The subject line often controls whether your email is read and/or opened. So it’s vital that you write a great email subject line.
And just how do you do that? Glad you asked.
Subject lines aren’t easy to write, especially if you have to write them over and over again. Nonetheless, these four guidelines will help you learn how to write email subject lines that inspire more people to read your emails.
1 – Short works. Two or three words are best. If you absolutely need more, make the first two words the most relevant to the reader. Make them the words with the greatest punch. And remember, most email software only displays the first 30-40 characters of a subject line.
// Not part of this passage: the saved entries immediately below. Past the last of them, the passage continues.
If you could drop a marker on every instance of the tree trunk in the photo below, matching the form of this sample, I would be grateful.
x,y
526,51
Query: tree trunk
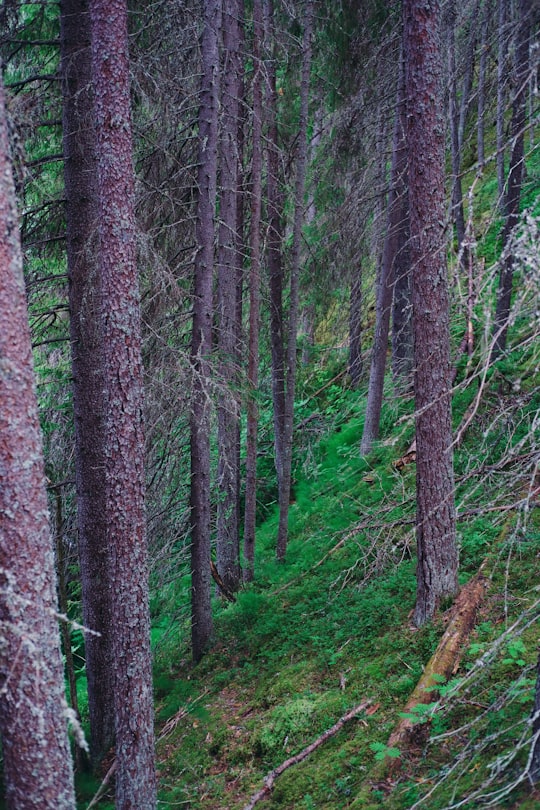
x,y
201,345
469,73
402,340
275,248
502,46
35,747
355,329
457,192
63,606
228,537
301,170
385,283
122,373
515,176
482,68
435,520
254,297
80,178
Yawn: Confirmation of your donation to Acme Charity
Pizzazz: Thank you
2 – Urgency. Give them a reason to read it NOW.
Yawn: Urban sprawl driving away birds
Pizzazz: Birds disappearing
Yawn: We need your help to aid flood victims
Pizzazz: Homes Destroyed – Families Homeless
3 – Emotional appeal. Even analytical types like me have to admit humans make decisions based on at least some emotion. So include words and phrases that stir emotions whenever possible.
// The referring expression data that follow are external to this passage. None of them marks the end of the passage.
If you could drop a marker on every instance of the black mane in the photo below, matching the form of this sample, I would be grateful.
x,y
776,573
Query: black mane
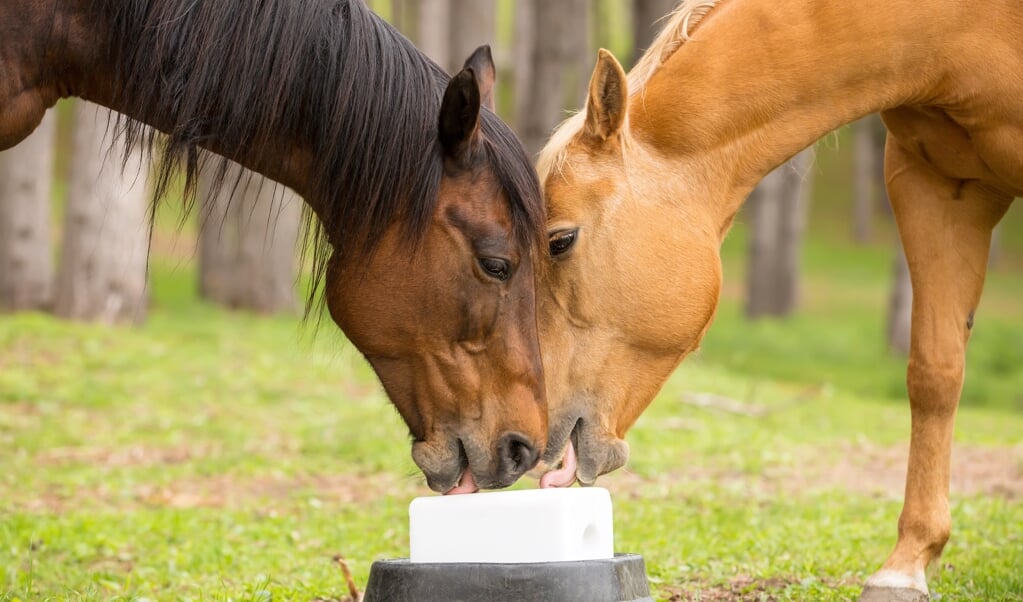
x,y
246,74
Also, consider an email subject line that either moves the reader “toward passion” or “away from pain.”
Looking back on the previous pizzazz example, possible emotions evoked include compassion, sympathy, and curiosity. And it moves the reader toward the desire to help: Homes Destroyed – Families Homeless
4 – Clear offer. What is the main benefit the reader receives in your email?
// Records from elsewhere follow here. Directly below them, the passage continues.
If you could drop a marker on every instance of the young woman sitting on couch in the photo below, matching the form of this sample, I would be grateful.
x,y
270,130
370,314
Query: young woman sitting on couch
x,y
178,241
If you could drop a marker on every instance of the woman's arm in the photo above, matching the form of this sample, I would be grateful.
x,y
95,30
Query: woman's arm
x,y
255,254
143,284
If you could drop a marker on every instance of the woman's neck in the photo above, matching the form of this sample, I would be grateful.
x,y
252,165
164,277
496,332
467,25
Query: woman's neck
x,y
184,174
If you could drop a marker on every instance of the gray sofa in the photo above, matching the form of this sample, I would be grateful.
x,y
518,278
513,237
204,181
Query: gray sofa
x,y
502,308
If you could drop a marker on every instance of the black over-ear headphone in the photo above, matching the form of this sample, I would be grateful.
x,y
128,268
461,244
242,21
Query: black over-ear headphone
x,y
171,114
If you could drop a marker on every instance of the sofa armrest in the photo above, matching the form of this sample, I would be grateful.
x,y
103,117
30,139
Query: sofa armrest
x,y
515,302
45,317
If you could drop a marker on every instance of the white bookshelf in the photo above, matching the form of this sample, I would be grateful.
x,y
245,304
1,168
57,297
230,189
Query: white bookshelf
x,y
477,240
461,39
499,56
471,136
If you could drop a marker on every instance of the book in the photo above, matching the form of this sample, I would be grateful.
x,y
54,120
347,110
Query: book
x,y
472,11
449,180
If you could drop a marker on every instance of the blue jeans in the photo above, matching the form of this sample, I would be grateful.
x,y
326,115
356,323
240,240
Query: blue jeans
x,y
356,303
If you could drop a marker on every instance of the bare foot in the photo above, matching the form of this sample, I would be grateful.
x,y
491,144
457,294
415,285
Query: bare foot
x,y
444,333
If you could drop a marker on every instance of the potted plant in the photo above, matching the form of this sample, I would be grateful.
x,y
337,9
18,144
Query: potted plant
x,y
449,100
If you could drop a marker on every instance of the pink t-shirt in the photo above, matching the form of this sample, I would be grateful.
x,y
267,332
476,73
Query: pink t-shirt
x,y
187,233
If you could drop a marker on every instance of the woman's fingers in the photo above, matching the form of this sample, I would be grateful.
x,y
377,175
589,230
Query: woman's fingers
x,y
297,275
Yawn: Everything in our bookstore on sale this month
Pizzazz: Book Sale July Only
I’ll grant that all four characteristics may not be part of every email subject line. But #1 and #2 ought to be, and #3 is hot on their heels in importance. A lot depends on what you’re writing about in the body of the email.
Bottom line: Following these guidelines results in more emails read. And they can’t respond to your call to action if they don’t read it. It begins with the all-important email subject line.